The external validation experiment of aki phenogroup research
We assume you are already able to access the MIMIC-III (V1.4), which is a publicily available electronic health record (EHR) databse which contains over 40 thousand patients who stayed in critical care units of the Beth Israel Deaconess Medical Center between 2001 and 2012.
If you are not able to access MIMIC-III, please complete a required training course and then submit an application at request link. Once the application is approved, you can download the MIMIC-III freely.
Please ensure your computer has enough storage space because MIMIC-III is a large dataset (45 GiB is required in this study)
Please install Python 3.7 environment, as well as lifelines (Version 0.24.8), matplotlib (3.2.1), numpy (1.18.4), pandas (1.0.4), scikit-learn (0.23.1), joblib (0.15.1), and scipy (1.4.1) packages in advance.
Please clone the project, and then uncompress the entire MIMIC-III dataset into:
/resource/raw_data/
The files in the folder are like:
/resource/raw_data/...
ADMISSIONS.csv...
CALLOUT.csv...
......
TRANSFERS.csv
Please run the 'read_raw_mimic_data.py' script in the /src folder.
This script is responsible to reconstruct the dataset to a structured format and extract AKI and in-hospital mortality events. As the MIMIC-III is a large dataset, this script typically needs several hours to parse the entire dataset. Once the script is executed successfully, we can find a file named 'mimic_unpreprocessed.csv' in the /resource folder. The file contains 46,521 admissions.
Please run the 'visit_and_feature_filter.py' script in the /src folder
According to the requirement of this study, we need to included adult heart failure patients with normal renal function and relative complete EHR data to conduct analysis. Therefore, discarding undesirable information contained in the 'mimic_unpreprocessed.csv' is necessary.
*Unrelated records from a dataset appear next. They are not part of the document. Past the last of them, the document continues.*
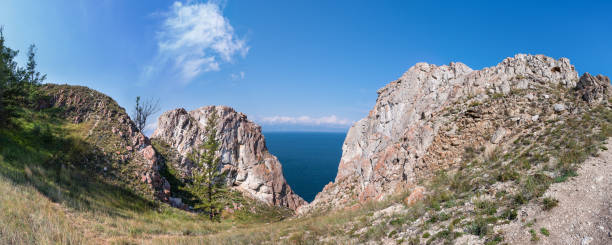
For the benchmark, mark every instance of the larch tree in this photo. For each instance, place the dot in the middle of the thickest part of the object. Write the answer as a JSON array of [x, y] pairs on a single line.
[[208, 184]]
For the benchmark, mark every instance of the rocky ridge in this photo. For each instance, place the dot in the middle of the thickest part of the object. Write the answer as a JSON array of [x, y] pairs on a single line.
[[128, 157], [251, 168], [409, 134]]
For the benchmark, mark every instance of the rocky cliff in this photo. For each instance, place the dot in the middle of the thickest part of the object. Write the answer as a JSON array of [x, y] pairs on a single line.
[[427, 119], [251, 168], [127, 155]]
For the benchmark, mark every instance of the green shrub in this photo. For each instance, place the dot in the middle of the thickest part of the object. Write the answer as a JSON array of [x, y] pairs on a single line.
[[549, 203]]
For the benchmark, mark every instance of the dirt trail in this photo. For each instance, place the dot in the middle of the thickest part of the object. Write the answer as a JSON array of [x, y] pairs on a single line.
[[584, 212]]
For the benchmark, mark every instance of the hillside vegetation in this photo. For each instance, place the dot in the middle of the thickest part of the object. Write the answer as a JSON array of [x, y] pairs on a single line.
[[72, 171]]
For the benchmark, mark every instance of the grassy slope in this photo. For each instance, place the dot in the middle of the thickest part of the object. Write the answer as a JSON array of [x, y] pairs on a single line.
[[52, 194], [49, 194]]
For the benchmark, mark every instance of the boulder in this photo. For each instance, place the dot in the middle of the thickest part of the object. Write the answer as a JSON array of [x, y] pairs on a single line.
[[594, 89]]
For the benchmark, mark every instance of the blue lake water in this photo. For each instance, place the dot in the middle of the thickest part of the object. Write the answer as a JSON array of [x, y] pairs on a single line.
[[310, 160]]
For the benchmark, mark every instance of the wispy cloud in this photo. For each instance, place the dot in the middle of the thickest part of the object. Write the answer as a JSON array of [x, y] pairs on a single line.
[[237, 76], [195, 38], [307, 120]]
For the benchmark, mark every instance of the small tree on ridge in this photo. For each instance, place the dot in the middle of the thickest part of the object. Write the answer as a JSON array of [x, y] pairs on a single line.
[[208, 180]]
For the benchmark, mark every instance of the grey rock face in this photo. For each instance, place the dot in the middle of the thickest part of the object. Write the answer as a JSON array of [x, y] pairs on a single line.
[[382, 151], [251, 168], [559, 107], [594, 89]]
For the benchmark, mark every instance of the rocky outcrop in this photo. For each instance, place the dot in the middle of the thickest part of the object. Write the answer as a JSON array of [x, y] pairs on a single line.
[[594, 89], [391, 148], [250, 167], [109, 129]]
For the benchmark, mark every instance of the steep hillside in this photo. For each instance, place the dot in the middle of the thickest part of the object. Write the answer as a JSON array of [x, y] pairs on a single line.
[[125, 155], [426, 119], [251, 168]]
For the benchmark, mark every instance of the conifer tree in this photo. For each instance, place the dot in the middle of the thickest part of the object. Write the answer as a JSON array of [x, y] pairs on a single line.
[[208, 184]]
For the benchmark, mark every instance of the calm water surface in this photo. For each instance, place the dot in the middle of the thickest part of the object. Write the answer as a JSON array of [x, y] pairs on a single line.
[[310, 160]]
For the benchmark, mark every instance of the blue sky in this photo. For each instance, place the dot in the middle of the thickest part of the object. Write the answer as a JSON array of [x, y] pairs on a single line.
[[290, 65]]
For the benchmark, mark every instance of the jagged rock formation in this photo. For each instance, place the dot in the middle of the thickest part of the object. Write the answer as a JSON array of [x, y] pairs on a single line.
[[128, 157], [412, 130], [251, 168], [594, 89]]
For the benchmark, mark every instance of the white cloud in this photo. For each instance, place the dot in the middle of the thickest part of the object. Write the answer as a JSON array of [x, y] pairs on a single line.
[[307, 120], [196, 38], [237, 76]]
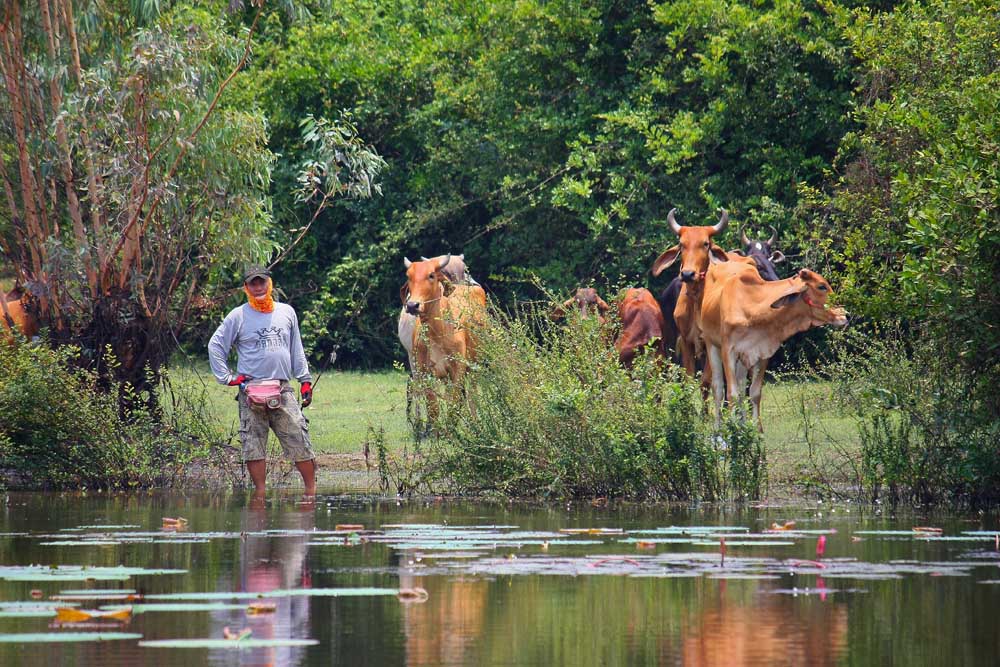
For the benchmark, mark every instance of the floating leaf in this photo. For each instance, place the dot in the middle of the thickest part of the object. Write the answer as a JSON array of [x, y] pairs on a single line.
[[47, 637], [227, 643]]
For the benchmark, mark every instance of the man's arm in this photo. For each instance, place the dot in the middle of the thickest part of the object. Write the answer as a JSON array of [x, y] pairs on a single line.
[[219, 346], [300, 367]]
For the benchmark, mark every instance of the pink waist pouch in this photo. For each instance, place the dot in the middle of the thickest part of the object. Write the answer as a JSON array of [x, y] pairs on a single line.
[[263, 394]]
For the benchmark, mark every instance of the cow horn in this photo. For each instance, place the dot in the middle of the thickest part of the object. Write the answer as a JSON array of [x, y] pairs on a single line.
[[723, 221], [673, 223]]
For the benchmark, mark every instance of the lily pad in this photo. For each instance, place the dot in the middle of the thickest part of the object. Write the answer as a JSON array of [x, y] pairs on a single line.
[[47, 637], [235, 644]]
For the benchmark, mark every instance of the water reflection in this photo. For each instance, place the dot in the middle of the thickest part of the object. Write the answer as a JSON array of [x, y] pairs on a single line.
[[270, 561], [774, 629]]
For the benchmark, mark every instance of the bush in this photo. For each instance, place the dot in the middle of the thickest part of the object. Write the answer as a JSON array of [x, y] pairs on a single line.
[[927, 433], [550, 412], [60, 429]]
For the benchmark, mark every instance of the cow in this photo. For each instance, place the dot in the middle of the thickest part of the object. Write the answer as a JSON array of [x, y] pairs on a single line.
[[586, 302], [744, 319], [444, 339], [696, 252], [17, 314], [642, 326], [762, 253], [456, 273]]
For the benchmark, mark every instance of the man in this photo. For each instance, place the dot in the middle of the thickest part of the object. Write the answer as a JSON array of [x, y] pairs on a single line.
[[268, 347]]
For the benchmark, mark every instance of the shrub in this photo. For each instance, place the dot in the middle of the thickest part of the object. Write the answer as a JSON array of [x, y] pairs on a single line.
[[59, 429], [926, 429], [548, 411]]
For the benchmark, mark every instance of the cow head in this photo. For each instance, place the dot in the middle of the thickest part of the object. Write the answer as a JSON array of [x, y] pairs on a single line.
[[809, 290], [695, 249], [763, 254], [424, 282], [587, 302]]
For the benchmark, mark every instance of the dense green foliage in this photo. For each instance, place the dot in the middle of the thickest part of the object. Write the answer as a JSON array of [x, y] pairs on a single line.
[[60, 431], [549, 411]]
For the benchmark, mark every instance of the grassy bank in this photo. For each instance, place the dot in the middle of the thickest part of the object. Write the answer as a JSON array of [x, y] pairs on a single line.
[[348, 403]]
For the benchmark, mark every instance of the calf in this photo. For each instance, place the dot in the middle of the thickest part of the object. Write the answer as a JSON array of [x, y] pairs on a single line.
[[586, 302], [17, 314], [642, 325], [744, 319]]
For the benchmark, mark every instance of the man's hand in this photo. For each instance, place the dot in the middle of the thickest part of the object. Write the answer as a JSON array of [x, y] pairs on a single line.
[[306, 391]]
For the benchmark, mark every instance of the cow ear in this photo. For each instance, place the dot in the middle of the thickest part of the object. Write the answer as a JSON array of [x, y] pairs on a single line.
[[666, 259], [790, 295], [717, 255]]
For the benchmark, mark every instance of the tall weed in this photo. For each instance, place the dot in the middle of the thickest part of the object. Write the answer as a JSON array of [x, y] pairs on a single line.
[[548, 411]]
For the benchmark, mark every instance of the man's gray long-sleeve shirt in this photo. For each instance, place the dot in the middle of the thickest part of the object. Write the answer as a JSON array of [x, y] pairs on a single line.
[[268, 345]]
The 'visit_and_feature_filter.py' script is responsible to discard undesirable information, which basically follows the procedure in Figure S2 in the paper. Once the script is successfully executed, we can find a file named 'filtered.csv' in the /resource folder. The file contains 1,006 admissions, and each admission consists of 39 variables.
Please run the 'value_convert.py' script This script is responsible to complete two tasks.
- Converting all continuous variables to new values which follow standard normal distribution
- If the value of a variable is missing, imputing the mean of the two phenogroups, as described in the paper.
Once the script is successfully executed, we can find a file named 'preprocessed_data.csv' in the /resource folder. All missing values in the 'filtered.csv' are imputed in this file.
Please run the 'phenogroup_assignment.py' script.
As described in the paper, the phenogroup assignment of a patient is decided by its distance to the centroids of two phenogroups.
Once the script is successfully executed, we can find a file named 'phenogroup_assignment.csv' in the /resource folder.
Please run the 'kaplan_meier_curve.py' script.
The script is responsible to plot the survival curve of two phenogroups assigned in last step.
Once the script is successfully executed, we can find a file named 'kaplan_meier_curve.png' in the /resource folder. The figure is same as the Figure 2 in our paper.
Please run the 'value_recover_with_phenogroup.py' script. This script is responsible to recover the value of variables. Note the missing value will also be recovered to the mean of centroids. Once the script is successfully executed, we can find a file named 'recovered_data_with_group.csv' in the /resource folder. The medians, frequencies, as well as the quartiles and counts of MIMIC dataset listed in Table S2 were summarized by this file.
Please run the 'transfer_test.py' script This script is responsible test the robustness of our risk stratification model. Once the script is successfully executed, we can see the output like:
aki_only_group, recall (sensitivity): 0.75991, specificity: 0.34239, auc: 0.55115
aki_10, recall (sensitivity): 0.37445, specificity: 0.65217, auc: 0.53239
aki_10_group, recall (sensitivity): 0.47797, specificity: 0.56159, auc: 0.54564
aki_39, recall (sensitivity): 0.54405, specificity: 0.55978, auc: 0.57027
aki_39_group, recall (sensitivity): 0.57269, specificity: 0.53986, auc: 0.57440
death_only_group, recall (sensitivity): 0.82653, specificity: 0.30947, auc: 0.56800
death_10, recall (sensitivity): 0.53061, specificity: 0.67181, auc: 0.62221
death_10_group, recall (sensitivity): 0.62245, specificity: 0.59912, auc: 0.64722
death_39, recall (sensitivity): 0.48980, specificity: 0.74449, auc: 0.64522
death_39_group, recall (sensitivity): 0.52041, specificity: 0.72026, auc: 0.64457
The results is same as the MIMIC dataset results that we listed in the Table 3.